We want our own farm very badly, but the reality is that my husband needs to move up one more notch financially first for us to afford what we're looking for (4+ acres, mostly cleared, close to a work place, good internet, and a house that is in relatively good shape - 3 bedrooms, 1.5 baths, a dry basement, etc). Some have thrown veiled accusations that we're being "too picky". Given that we currently have a safe roof over our heads, we can afford a little more time to wait for what we want. We aren't asking for a mansion, but it does need to be in reasonably decent shape (some fixing-up is fine) and it does need to have the land size we want. These are non-negotiables as far as we are concerned.

As for the garden, so far I have 11 plants in a 4x4 bed. There are 9 plants about a foot apart from one another, along with a fingerling and another regular potatoe tucked in. These are all spuds that sprouted under our cupboard over the winter. It's been nearly impossible to find seed potatoes, although I hear that is changing.  I can't decide if I want to get more, or just tuck away what I have given that we found plenty of potatoes at the store the other day. Maybe we'll just deal with what we have. I'll probably reserve another 12-14 spuds for NEXT year. The idea isn't necessarily that these potatoes I planted will be required for food survival this year. It is more about developing skills, saving seed potatoes, and whatever is left over we will eat and/or preserve.

I have ordered quite a bit of seeds, so I can get my seed bank loaded up with at least a couple of each kind of food. Seeds could become more valuable than gold if something major were to happen. There is something comforting about knowing we have our own organic, open-pollinated seeds for when we DO find our own land.

This year I'm planning to have several tomato plants, a couple of peppers, some carrots, zucchini, a spaghetti squash plant, lettuces, kale, beets, chives and hopefully my strawberries will come back again this year. I "liberated" some rhubarb from the property we're renting. My justification is that they popped up in a spot outside of the normal bed where they will get mowed down by the neighbors who are contracted to mow all summer long. I also took one plant from within the center of the bed (with the justification that they really are very crowded in there and will benefit from a bit of space). That gives me 3 "babies" and 1 mature crown. They have taken well to the deep container I've put them in on my back deck. I'll see how crowded the bed looks come next spring, which will hopefully be shortly before we finally are ready to find a place of our own.

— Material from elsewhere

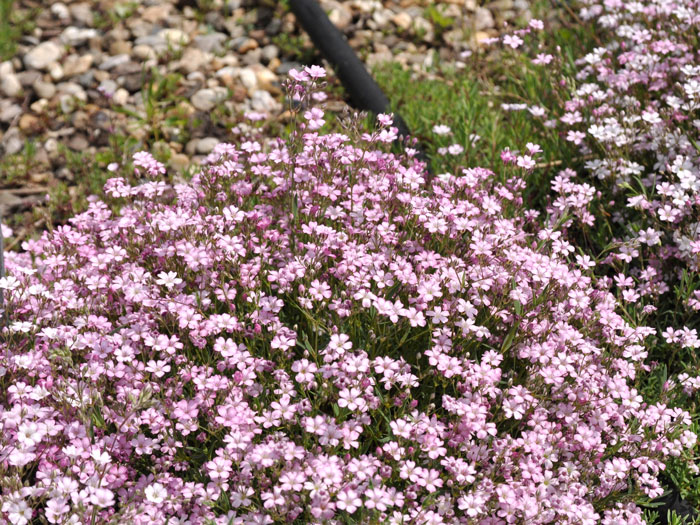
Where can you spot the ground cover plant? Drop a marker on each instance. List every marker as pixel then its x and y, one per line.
pixel 309 332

If I feel it seems like another plant or two will not be missed (and especially if any pop up out of the bed again), I may grab a few more to bring to our new home. 

I could get very nerdy and go on and on about the kinds of seeds and plants I've got, what my plans are for some of them - such as potato onions (perennial multiplier onions), which I plan to start some from seed as soon as they arrive, or asparagus seeds, which I'm planning to start in a container from seed.

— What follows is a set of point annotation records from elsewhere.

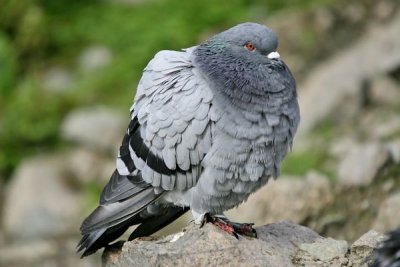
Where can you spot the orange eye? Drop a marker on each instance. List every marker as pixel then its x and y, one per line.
pixel 250 46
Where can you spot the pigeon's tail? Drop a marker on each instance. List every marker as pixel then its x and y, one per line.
pixel 388 255
pixel 125 201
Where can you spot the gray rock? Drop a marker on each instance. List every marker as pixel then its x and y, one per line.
pixel 384 129
pixel 278 244
pixel 210 246
pixel 288 198
pixel 95 127
pixel 87 166
pixel 38 201
pixel 333 89
pixel 362 250
pixel 43 253
pixel 389 214
pixel 322 252
pixel 385 91
pixel 361 164
pixel 57 79
pixel 95 57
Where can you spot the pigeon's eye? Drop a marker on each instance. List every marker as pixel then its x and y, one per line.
pixel 250 46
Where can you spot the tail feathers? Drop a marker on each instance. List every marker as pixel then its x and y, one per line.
pixel 107 215
pixel 109 221
pixel 155 223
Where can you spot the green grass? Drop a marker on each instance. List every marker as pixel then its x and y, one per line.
pixel 36 35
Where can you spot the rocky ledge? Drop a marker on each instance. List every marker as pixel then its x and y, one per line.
pixel 278 244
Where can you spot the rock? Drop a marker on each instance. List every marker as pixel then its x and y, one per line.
pixel 95 57
pixel 334 88
pixel 278 244
pixel 57 79
pixel 288 198
pixel 88 166
pixel 99 128
pixel 324 252
pixel 384 129
pixel 362 250
pixel 384 91
pixel 361 164
pixel 389 214
pixel 210 246
pixel 38 201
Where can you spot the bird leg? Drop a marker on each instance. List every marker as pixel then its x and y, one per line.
pixel 232 228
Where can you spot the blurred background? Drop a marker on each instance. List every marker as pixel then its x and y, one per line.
pixel 68 74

Anything I grow this year I will definitely be saving the seed from the very best plants. That's part of the whole idea, isn't it? Self sufficiency and sustainable homesteading.

I don't just want to get through this pandemic. And maybe part of it is that I NEED some hope to cling to that we'll get through this and move on to the next stage of our dreams.  Somehow, if we do make it through all of this, when we finally have our very own homestead, we will appreciate it more than words can say. We've fought the good fight. We've rented for 4 years now, just waiting for the right place and the right time for our homestead dreams to fully get underway.

Until then, I'm making the most of what we've got...and I'm learning things along the way. I'm saving seeds. I'm keeping notes on everything.

I hope anyone reading this is well and healthy and thriving. Be grateful for all of your blessings. Please.